Stand up and be accountable
Phil Hambly says too many cloud services providers are falling short when it comes to clarifying the lines of responsibility
The market is being flooded with so-called cloud services providers all looking to take advantage of this shift in the market.
We all have to move with the times and change our business models to meet customer demand, but the truth behind many of these services is often different to the marketing hype. Rather than making any actual changes to their business models, these companies are simply rebranding themselves, and overpromising and underdelivering on service.
By promising the earth at apparently competitive prices, customers are at risk and often being left in an extremely vulnerable position. Imagine this all too common scenario: Company A sells a service, but then subcontracts the network to Company B, and then subcontracts the application platform to Company C, which in turn uses a datacentre owned by Company D.
It can be difficult to determine which company is responsible for support. But in this scenario, it almost certainly won't be fully manned round-the-clock support carried out by the contracted provider's in-house engineers.
Too frequently, "24/7 support" turns out to mean call-forwarding to an offshore contact centre, where agents know little about the services being delivered to the individual customer. Without in-house, UK-based, round-the-clock staff, I believe those who call themselves service providers are being economical with the truth.

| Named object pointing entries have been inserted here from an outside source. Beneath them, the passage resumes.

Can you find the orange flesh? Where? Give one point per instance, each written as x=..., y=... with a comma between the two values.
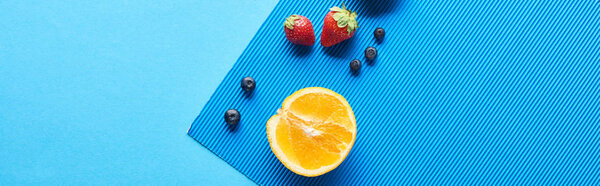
x=315, y=135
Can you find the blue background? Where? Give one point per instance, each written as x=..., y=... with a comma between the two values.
x=104, y=92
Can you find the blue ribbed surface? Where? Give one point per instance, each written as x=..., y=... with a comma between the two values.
x=463, y=92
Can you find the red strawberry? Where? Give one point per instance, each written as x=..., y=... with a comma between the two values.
x=340, y=24
x=298, y=30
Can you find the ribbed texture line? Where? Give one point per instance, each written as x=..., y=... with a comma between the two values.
x=462, y=93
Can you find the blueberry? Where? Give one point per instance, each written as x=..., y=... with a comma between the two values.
x=248, y=84
x=232, y=117
x=355, y=65
x=371, y=53
x=379, y=33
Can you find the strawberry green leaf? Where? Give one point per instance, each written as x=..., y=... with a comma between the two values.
x=291, y=21
x=345, y=18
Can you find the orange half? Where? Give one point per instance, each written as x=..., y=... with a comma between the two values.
x=313, y=131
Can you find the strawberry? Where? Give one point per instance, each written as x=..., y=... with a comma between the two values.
x=298, y=30
x=340, y=24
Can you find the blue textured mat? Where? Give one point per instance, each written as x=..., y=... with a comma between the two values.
x=494, y=92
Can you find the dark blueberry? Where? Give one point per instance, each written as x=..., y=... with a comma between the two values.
x=232, y=117
x=248, y=84
x=371, y=53
x=379, y=33
x=355, y=65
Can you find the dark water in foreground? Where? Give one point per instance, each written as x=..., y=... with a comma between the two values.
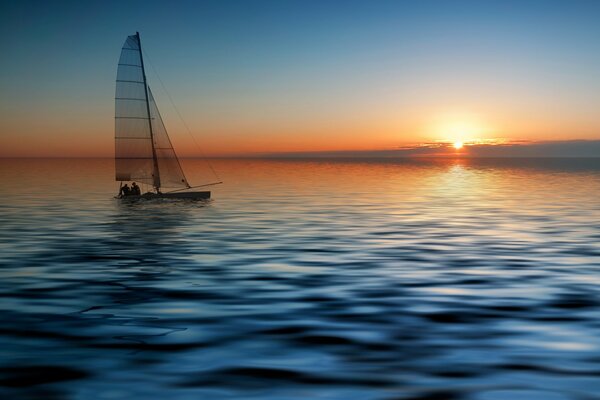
x=413, y=280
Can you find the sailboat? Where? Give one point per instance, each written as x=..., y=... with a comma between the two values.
x=143, y=151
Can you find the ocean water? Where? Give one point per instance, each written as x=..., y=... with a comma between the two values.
x=443, y=279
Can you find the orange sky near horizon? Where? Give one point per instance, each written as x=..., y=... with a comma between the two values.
x=303, y=78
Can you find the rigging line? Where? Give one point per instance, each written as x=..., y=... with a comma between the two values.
x=202, y=154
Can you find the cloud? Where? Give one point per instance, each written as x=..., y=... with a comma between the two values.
x=519, y=149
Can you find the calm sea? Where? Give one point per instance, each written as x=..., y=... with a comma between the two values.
x=447, y=279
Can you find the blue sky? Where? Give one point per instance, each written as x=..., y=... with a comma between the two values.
x=292, y=74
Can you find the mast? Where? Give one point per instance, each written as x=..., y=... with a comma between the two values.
x=155, y=174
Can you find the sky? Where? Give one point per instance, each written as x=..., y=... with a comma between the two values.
x=254, y=77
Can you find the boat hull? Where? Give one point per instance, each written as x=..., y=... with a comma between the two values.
x=205, y=195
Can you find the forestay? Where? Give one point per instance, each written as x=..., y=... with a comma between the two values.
x=143, y=150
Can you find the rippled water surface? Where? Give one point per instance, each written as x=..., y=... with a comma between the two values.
x=448, y=279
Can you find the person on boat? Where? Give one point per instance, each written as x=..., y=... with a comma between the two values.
x=125, y=191
x=135, y=189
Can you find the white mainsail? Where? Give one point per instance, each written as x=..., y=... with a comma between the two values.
x=143, y=150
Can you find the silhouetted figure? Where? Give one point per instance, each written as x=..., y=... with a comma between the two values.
x=125, y=191
x=135, y=189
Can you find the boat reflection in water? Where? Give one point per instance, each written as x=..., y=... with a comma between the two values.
x=440, y=279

Unfortunately, these tactics are starting to remind me of the marketing ploys used by some of the low-cost airlines that have been accused of misleading their customers with cheap headline prices and a host of hidden charges.
Outsourcing services to different suppliers may save the provider money, but could cost their customers dearly.
Using many suppliers can result in no actual ownership or accountability. Customers may find they are getting a disjointed service with split responsibility. Worse than that, availability, security and resilience cannot be guaranteed.
The most important thing that needs to be established is who actually owns the network, the datacentres connected to it, the services available and the platforms on which they run.
Ageing infrastructures and fragmented or poorly engineered services put customers at risk of outages. The level of support a provider can offer is also crucial and a reputable cloud service provider should be able to offer true 24x7 manned support.
Owning, managing and monitoring the end-to-end corporate cloud infrastructure is the only way to meaningfully guarantee service level agreements. It's time for any organisation calling itself a cloud services provider to own up and actually make the needed changes to their business model.
It's time that we as an industry start to educate our customers so they can ask the tough questions necessary to ensure they really know what they're getting when they enter the cloud.
Reputable cloud service providers need to be able to truly differentiate themselves from those managed services providers that have simply rebranded in order to protect customers from the kind of outages that have been reported over the past year.